Review of Caltech's Learning from Data e-course

Caltech has an online course Learning from Data, taught by Professor Yaser Abu-Mostafa, that seeks to make the course material accessible to everybody. Unlike most of the online courses I've taken, this one is independently offered through a platform created just for the class. I took the course for its second offering in Jan-March 2013.

The platform on which the course is offered isn't as slick as Coursera. The lectures are offered through a Youtube playlist, and the homeworks are graded through multiple choice. That's perhaps a weakness of the class, but somehow the course faculty made it work.

The class's content was its strong point.
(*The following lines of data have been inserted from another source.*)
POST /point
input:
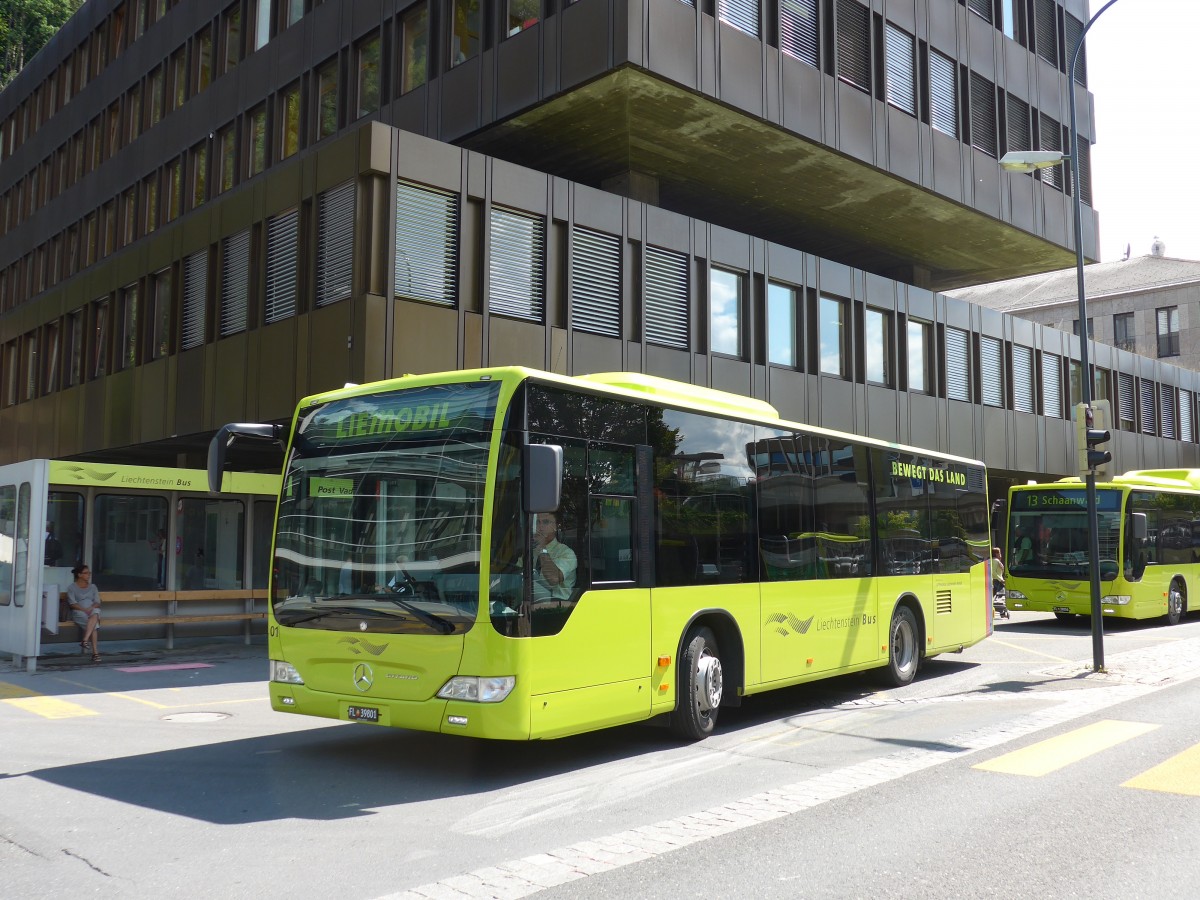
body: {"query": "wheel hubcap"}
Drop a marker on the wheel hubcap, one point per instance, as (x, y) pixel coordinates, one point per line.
(709, 683)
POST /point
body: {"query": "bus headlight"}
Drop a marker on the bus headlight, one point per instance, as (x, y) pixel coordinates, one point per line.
(285, 672)
(478, 690)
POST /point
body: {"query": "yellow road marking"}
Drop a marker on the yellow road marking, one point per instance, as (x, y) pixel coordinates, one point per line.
(1180, 774)
(51, 707)
(1054, 754)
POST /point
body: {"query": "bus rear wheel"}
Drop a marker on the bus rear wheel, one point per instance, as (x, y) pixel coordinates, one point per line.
(904, 651)
(1175, 604)
(701, 687)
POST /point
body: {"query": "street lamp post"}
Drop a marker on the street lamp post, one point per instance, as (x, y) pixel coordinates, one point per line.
(1027, 161)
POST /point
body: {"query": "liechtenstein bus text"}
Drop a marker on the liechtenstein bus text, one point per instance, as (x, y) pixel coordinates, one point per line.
(1149, 525)
(507, 553)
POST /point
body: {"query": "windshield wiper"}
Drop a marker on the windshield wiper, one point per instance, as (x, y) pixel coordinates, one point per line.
(444, 625)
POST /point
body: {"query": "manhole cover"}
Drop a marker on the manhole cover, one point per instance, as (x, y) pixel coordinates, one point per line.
(195, 717)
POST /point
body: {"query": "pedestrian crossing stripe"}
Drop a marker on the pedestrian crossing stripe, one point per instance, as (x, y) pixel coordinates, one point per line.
(1180, 774)
(1054, 754)
(49, 707)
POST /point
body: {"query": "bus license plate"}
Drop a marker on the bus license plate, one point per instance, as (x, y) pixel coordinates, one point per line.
(363, 714)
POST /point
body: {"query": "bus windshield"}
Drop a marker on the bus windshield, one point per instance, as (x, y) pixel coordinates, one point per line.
(1048, 533)
(382, 511)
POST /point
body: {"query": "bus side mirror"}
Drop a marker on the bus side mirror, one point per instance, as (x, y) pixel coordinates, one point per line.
(543, 478)
(1139, 526)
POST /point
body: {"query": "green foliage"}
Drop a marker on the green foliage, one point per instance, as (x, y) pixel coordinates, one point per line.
(25, 25)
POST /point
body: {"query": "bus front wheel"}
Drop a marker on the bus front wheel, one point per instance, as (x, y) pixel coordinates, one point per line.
(904, 649)
(701, 687)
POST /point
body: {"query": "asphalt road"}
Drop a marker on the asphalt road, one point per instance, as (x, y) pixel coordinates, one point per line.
(167, 775)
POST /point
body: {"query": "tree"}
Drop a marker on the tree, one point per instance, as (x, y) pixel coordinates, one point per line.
(25, 27)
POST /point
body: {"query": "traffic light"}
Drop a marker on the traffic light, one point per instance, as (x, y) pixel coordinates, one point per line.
(1092, 431)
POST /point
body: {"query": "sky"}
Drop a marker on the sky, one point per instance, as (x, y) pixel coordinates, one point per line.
(1143, 72)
Abu-Mostafa weaved theory and pragmatic concerns throughout the class, and invited students to write code in just about any platform (I, of course, chose R) to explore the theoretical ideas in a practical setting. Between this class and Andrew Ng's Machine Learning class on the Coursera platform, a student will have a very strong foundation to apply these techniques to a real-world setting.
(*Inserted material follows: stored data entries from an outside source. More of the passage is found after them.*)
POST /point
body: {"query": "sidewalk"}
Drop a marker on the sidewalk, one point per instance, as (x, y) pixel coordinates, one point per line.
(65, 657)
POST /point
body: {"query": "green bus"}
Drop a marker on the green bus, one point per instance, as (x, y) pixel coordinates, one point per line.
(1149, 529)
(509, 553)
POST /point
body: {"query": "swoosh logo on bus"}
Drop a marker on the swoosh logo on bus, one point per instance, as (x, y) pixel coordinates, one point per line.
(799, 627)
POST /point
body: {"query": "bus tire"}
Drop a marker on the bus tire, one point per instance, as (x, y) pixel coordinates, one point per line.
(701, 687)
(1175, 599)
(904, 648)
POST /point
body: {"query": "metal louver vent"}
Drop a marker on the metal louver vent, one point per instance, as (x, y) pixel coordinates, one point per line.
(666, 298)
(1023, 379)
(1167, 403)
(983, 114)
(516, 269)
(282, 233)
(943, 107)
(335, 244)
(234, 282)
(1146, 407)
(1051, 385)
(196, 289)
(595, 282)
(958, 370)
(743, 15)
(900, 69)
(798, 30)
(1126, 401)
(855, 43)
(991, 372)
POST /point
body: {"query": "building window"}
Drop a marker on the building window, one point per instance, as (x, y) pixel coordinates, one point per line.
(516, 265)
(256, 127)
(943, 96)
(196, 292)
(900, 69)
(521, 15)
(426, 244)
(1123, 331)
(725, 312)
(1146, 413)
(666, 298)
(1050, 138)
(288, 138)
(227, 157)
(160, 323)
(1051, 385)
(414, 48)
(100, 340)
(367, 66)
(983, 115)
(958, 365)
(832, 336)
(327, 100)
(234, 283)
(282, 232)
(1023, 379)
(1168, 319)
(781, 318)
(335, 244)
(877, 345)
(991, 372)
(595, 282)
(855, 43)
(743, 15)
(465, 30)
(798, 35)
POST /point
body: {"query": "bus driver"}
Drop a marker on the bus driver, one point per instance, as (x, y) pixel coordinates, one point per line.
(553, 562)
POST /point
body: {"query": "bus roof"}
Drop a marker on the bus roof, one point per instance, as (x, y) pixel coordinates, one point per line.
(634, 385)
I have only one objection to the content, which came in the last lecture. In his description of Bayesian techniques, he claimed that in most circumstances you could only model a parameter with a delta function. This, of course, falls in line with the frequentist notion that you have a constant, but unknowable "state of nature." I felt this way for a long time, but don't really believe it any more in a variety of contexts. I think he played up the Bayesian v. frequentist squabble a bit much, which may have been appropriate 20 years ago but is not so much an issue now.

Otherwise, I found the perspective from the course extremely valuable, especially in the context of supervised learning.

If you plan on taking the course, I recommend leaving a lot of time for it or having a very strong statistical background.